High-speed fluorescent thermal imaging of quench propagation in high temperature superconductor tapes

TL;DR

This paper demonstrates high-speed fluorescent thermal imaging to visualize and measure temperature changes during quench events in high temperature superconductor tapes, enabling detailed analysis of quench propagation.

Contribution

It introduces a novel application of fluorescent microthermographic imaging with high temporal resolution for studying quench dynamics in HTS tapes.

Findings

Successfully visualized quench propagation in HTS tapes.

Calculated temperature distribution during quench events.

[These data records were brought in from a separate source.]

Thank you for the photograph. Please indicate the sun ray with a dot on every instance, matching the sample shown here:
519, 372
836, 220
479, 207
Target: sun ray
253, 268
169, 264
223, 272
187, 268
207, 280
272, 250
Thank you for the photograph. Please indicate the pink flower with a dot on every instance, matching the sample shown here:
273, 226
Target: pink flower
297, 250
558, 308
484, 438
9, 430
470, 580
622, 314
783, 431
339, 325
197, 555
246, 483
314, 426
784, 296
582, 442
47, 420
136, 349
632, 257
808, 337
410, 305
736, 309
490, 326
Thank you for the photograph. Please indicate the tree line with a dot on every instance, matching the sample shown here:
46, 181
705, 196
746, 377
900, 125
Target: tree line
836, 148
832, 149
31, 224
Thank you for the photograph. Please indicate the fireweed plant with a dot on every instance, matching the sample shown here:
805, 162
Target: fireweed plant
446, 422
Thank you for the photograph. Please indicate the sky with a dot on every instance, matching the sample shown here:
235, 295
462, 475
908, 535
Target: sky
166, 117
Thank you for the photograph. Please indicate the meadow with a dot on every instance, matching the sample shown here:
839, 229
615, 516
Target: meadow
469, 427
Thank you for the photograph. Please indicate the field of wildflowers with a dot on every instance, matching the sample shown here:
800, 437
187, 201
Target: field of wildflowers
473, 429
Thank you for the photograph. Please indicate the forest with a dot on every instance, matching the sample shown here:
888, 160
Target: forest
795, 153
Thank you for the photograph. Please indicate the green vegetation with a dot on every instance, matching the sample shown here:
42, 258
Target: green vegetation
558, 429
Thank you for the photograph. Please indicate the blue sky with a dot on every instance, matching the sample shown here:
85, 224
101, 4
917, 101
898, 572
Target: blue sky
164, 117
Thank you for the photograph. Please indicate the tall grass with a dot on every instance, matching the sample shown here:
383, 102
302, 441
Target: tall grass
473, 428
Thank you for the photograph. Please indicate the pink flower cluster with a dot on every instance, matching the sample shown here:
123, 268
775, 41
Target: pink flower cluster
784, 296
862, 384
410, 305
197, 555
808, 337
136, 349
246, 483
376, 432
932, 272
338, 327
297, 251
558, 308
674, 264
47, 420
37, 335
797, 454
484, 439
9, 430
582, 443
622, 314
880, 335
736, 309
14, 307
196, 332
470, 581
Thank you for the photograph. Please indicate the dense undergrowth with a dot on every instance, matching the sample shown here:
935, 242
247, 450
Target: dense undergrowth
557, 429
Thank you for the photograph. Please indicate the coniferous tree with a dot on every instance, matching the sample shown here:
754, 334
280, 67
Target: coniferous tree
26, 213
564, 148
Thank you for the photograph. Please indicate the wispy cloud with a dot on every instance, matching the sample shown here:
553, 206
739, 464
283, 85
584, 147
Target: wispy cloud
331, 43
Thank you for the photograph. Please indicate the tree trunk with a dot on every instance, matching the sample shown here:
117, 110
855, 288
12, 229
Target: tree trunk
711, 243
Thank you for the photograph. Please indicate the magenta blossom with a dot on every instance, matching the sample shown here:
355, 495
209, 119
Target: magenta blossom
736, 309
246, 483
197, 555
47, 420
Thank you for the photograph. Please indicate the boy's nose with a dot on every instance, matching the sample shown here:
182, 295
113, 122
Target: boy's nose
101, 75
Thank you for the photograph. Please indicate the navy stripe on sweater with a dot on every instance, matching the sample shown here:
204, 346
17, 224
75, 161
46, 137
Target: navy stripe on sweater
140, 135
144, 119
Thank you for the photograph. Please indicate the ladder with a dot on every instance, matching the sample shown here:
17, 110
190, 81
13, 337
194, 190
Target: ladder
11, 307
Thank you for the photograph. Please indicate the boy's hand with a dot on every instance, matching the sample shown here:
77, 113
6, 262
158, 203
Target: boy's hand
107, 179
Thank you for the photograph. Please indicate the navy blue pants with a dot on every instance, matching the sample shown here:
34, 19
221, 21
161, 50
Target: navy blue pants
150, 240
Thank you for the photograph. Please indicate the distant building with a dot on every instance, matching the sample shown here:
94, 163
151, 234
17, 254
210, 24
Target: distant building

Demonstrated the method's effectiveness in a liquid nitrogen environment.

Abstract

Fluorescent Microthermographic Imaging, a method using rare-earth fluorescent coatings with temperature-dependent light emission, was used for quench investigation in high temperature superconductors (HTS). A fluorophore was embedded in a polymer matrix and used as a coating on top of an HTS tape, while being excited with UV light and recorded with a high-speed camera. Simultaneously, the tape was pulsed with high amplitude, short duration DC current, and brought to quench with the help of a localized defect. The joule heating during a quench influences the fluorescent light intensity emitted from the coating, and by recording the local variations in this intensity over time, the heating of the tape can be visualized and the developed temperatures can be calculated. In this paper, the fluorophore Europium tris[3-(trifluoromethylhydroxymethylene)- (+)-camphorate] (EuTFC) provided sufficient temperature sensitivity and a usable temperature range from 77 K to 260 K. With the help of high-speed recordings, the normal zone development was imaged in a 20 \mu m copper stabilized HTS tape held in a liquid nitrogen bath, and using a calibration curve, the temperatures reached during the quench have been calculated.